Once he gets Bianca, Lars’ whole demeaner changes, Lars is excited to get out and wants to show Bianca around the town. While doing this, Lars is healing, he can talk to Bianca about everything that has ever bothered, and he has the safety of knowing that she won’t judge him. In “Everyday Use”, Maggie spends her alone time getting a better understanding of her heritage. She does this by, learning how to quilt from her grandmother, and understanding that the heritage they have comes from the bond of learning and making quilts.
By comparing these two characters to one another, one can see that they are the outcast within their family, but they play a huge role in reconstructing it. Bianca not only help Lars get the help he needed, but she helped bring Lars and Gus closer together and this allowed Gus to get a better understanding of his brother. Dee revealed her true colors when she came home to visit her family and was only after her mother’s possessions. Walker explains that the quilts are meant for everyday use, and the quilts allows one to add onto the heritage through the use of the quilts.

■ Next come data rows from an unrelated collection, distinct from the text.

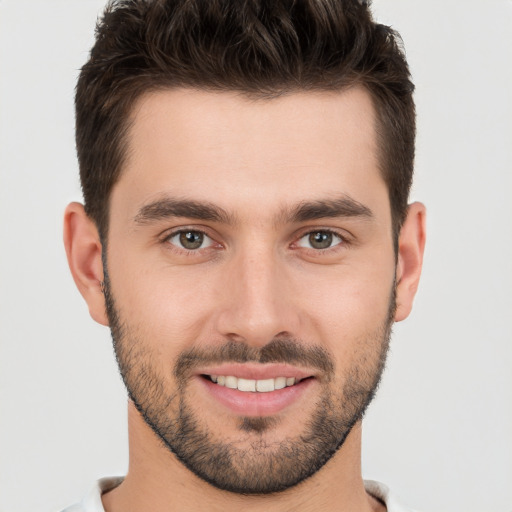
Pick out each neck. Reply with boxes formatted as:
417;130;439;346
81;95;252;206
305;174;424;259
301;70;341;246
102;402;384;512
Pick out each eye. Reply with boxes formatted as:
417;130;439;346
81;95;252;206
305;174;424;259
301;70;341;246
167;230;213;250
296;230;344;250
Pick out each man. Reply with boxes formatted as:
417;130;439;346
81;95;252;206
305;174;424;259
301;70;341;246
63;0;426;510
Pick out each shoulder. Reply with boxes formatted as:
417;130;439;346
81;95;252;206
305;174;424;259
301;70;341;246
364;480;422;512
60;477;124;512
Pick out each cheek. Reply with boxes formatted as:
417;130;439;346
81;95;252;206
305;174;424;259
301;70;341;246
108;253;219;347
295;259;395;357
107;233;396;358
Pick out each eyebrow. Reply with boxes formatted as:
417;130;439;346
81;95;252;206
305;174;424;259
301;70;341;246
133;195;373;226
134;198;234;225
287;196;374;223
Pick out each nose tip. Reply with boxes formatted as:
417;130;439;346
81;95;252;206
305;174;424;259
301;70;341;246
217;292;295;347
214;253;300;347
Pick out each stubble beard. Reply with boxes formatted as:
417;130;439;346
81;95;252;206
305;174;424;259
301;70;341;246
103;268;395;495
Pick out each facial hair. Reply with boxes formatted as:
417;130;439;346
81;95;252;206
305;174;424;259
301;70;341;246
103;267;395;495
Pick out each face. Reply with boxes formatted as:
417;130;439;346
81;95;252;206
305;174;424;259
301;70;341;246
104;87;397;494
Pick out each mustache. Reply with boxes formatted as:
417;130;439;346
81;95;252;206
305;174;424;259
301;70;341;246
174;338;335;381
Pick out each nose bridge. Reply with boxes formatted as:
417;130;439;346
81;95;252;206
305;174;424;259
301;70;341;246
216;242;298;345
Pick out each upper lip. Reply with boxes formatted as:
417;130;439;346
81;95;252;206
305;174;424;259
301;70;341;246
194;363;315;381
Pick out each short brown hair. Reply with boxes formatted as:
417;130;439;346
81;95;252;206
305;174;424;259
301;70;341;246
76;0;415;242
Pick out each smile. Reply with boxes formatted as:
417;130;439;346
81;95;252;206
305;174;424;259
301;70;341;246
206;375;300;392
196;365;316;417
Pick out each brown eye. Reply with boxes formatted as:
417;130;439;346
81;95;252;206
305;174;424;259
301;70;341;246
168;230;212;250
297;230;343;250
309;232;332;249
180;231;203;249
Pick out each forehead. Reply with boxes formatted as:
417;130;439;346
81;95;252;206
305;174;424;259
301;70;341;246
113;87;387;222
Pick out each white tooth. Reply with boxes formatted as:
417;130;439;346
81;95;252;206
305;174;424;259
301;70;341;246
211;375;218;383
274;377;286;390
256;378;275;392
286;377;296;387
237;378;256;392
225;376;238;389
217;376;226;386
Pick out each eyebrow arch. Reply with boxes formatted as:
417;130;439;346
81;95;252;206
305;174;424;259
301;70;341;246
134;198;234;225
288;196;374;223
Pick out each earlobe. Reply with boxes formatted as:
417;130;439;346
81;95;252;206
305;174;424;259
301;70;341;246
394;202;427;322
63;202;109;326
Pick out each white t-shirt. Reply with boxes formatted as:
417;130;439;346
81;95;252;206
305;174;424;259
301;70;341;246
62;477;420;512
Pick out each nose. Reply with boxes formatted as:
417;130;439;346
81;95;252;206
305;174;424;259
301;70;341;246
214;246;301;347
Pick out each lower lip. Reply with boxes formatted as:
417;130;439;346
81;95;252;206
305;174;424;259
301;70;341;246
198;376;314;417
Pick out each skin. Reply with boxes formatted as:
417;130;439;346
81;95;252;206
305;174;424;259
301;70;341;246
64;87;426;512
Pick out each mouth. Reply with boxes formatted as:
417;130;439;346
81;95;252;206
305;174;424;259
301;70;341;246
195;364;316;417
202;374;308;392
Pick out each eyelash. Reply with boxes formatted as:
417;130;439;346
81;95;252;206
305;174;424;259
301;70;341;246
160;227;351;254
293;228;350;253
161;228;218;254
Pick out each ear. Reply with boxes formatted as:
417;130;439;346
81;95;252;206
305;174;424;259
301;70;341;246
63;202;109;326
394;202;427;322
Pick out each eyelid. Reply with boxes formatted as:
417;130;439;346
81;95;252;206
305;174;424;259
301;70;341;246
292;227;353;250
158;225;352;254
160;226;221;251
296;231;342;248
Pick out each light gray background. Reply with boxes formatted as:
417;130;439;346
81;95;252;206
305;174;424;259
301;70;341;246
1;1;511;511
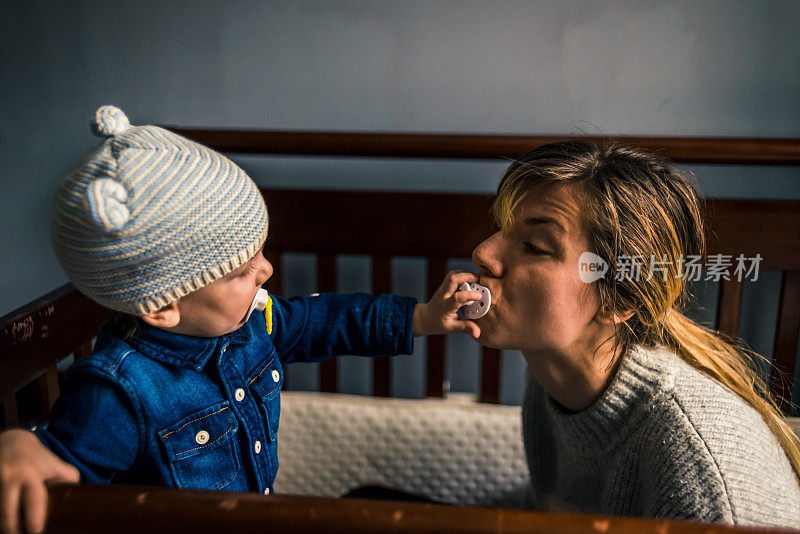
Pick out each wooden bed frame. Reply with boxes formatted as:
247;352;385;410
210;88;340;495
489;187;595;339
1;131;799;533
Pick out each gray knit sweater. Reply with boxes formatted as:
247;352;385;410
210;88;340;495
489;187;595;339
521;344;800;527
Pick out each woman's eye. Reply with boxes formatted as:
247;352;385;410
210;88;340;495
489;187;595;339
524;242;547;255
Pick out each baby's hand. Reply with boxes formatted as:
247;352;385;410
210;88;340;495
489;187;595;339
412;271;482;339
0;429;80;534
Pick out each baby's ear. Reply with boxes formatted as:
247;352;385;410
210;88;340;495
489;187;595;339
140;301;181;328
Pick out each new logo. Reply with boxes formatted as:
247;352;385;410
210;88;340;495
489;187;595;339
579;252;608;283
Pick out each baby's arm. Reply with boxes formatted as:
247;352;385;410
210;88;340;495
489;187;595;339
412;270;483;339
0;429;79;534
269;271;484;363
1;364;140;534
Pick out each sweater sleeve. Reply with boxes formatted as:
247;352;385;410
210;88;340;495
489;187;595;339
639;395;734;523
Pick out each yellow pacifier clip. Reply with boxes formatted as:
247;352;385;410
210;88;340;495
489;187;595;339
265;296;273;335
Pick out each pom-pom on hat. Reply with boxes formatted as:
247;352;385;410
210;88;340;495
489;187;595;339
52;105;269;315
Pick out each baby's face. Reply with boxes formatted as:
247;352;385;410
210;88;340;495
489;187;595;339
167;247;273;337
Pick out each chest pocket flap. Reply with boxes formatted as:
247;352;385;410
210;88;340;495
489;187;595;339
159;402;238;461
248;356;283;442
158;401;241;490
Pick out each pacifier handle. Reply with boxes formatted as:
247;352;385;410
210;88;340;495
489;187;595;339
244;288;270;322
457;282;491;320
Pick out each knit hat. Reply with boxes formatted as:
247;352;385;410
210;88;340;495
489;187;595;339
52;105;269;315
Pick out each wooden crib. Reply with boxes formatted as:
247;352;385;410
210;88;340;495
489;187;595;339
1;131;799;533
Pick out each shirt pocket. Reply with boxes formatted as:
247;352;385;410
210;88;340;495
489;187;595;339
158;401;241;490
247;356;284;442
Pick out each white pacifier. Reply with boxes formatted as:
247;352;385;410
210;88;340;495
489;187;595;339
244;288;270;323
457;282;491;320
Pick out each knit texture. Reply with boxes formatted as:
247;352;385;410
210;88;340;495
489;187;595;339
52;106;269;314
522;344;800;527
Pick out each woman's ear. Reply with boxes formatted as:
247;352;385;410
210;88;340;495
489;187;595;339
595;307;635;326
140;301;181;328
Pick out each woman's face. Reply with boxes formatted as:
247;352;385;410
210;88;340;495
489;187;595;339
471;184;605;354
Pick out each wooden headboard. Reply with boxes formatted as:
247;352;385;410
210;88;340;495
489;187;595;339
3;132;798;420
0;132;798;533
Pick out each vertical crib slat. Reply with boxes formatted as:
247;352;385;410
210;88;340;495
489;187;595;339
74;341;93;360
2;394;19;429
37;365;60;421
372;256;392;397
715;278;743;343
426;258;448;397
480;347;502;404
318;253;338;393
769;270;800;414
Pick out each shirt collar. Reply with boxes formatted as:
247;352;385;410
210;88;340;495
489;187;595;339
106;317;254;371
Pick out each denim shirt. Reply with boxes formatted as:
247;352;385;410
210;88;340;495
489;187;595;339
36;292;416;494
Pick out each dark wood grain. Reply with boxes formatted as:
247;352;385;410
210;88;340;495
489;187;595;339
427;259;448;398
701;199;800;270
769;271;800;413
261;189;496;259
1;394;18;429
4;194;797;413
74;342;94;361
261;191;800;270
716;278;743;343
46;483;798;534
1;131;798;530
166;128;800;166
480;347;502;404
0;284;108;400
37;366;60;421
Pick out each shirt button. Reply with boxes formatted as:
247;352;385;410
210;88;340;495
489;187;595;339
195;430;210;445
220;346;226;354
234;388;246;402
271;370;280;383
264;488;270;495
254;441;262;454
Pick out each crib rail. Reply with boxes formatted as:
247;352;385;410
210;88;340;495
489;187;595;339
260;189;497;399
2;131;800;533
44;484;799;534
2;193;800;426
165;128;800;165
261;190;800;408
0;284;107;428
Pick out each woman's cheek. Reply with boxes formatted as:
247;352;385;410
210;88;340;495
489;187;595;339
532;285;579;329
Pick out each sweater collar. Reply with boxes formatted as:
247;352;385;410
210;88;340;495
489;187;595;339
540;344;677;456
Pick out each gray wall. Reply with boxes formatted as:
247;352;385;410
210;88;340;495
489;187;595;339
3;1;799;404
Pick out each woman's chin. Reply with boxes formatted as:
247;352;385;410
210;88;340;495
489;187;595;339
473;329;504;350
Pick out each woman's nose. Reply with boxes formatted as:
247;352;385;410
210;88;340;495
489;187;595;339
472;232;503;277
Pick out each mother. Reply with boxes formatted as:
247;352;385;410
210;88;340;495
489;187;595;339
470;140;800;525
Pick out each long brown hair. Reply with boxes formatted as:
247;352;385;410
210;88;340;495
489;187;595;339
493;140;800;481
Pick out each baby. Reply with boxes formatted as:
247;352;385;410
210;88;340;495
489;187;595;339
0;106;482;534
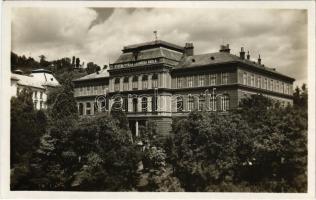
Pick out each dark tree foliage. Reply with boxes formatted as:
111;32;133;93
75;58;80;68
86;62;101;74
11;52;40;72
171;111;253;191
169;90;307;192
10;89;47;190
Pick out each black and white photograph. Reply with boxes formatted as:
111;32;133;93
0;1;315;199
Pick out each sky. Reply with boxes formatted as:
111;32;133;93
11;7;307;86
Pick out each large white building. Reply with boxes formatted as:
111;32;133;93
11;69;60;110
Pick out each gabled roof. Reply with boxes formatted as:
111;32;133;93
73;69;109;82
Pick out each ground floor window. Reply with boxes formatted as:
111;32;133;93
198;95;206;111
188;95;194;111
133;98;138;112
209;96;217;111
220;95;230;111
141;97;148;112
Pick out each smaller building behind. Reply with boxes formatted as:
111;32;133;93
11;69;60;110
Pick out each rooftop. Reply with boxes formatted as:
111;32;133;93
122;40;184;53
73;69;109;82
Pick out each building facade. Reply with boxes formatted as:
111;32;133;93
73;40;295;136
11;69;60;110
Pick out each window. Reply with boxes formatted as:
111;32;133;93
152;74;158;88
276;81;279;92
282;83;285;93
258;76;261;88
87;86;90;91
198;95;206;111
79;103;84;115
132;76;138;90
188;95;194;111
176;77;182;88
114;78;120;91
220;95;230;111
270;80;274;91
243;72;247;85
142;75;148;89
187;76;194;87
80;87;83;92
33;100;37;108
209;95;217;111
176;96;183;112
222;73;228;85
141;97;148;112
198;75;205;86
250;74;254;87
152;96;158;111
34;91;38;99
123;97;128;112
40;92;43;99
210;74;216;86
123;77;129;91
264;78;267;89
132;98;138;112
94;86;97;91
86;102;91;115
40;101;43;109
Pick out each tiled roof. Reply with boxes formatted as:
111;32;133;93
73;69;109;82
175;52;294;79
114;47;183;64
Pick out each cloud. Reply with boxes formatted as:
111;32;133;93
88;8;114;30
11;7;307;86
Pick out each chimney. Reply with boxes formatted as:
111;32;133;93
240;47;245;59
184;43;194;56
258;54;262;65
247;51;250;60
219;44;230;53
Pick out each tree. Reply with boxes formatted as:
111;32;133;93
10;89;48;190
72;56;75;67
75;58;80;68
86;62;101;74
171;111;253;191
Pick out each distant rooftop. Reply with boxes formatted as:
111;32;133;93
73;69;109;82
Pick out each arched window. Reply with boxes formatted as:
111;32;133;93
176;96;183;112
141;97;148;112
152;74;158;88
198;95;206;111
123;77;129;91
132;76;138;90
79;103;84;115
114;78;120;91
142;75;148;89
133;98;138;112
209;95;217;111
220;95;230;111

In Lars and the real girl, one can see how isolation plays a role in a family, and the different ways the individual handles it, and the problems that stem from it. In conclusion, one can infer that Lars’ family and Maggie’s family are similar, in the way, they are both overlooked in their families and are negatively affected because of this. By comparing these stories and their characters, one can see how the dominant sibling plays a role in the negative effects that their sibling faces. Both Maggie and Lars, show that through their pain, they remain true to themselves, and help reconstruct their families.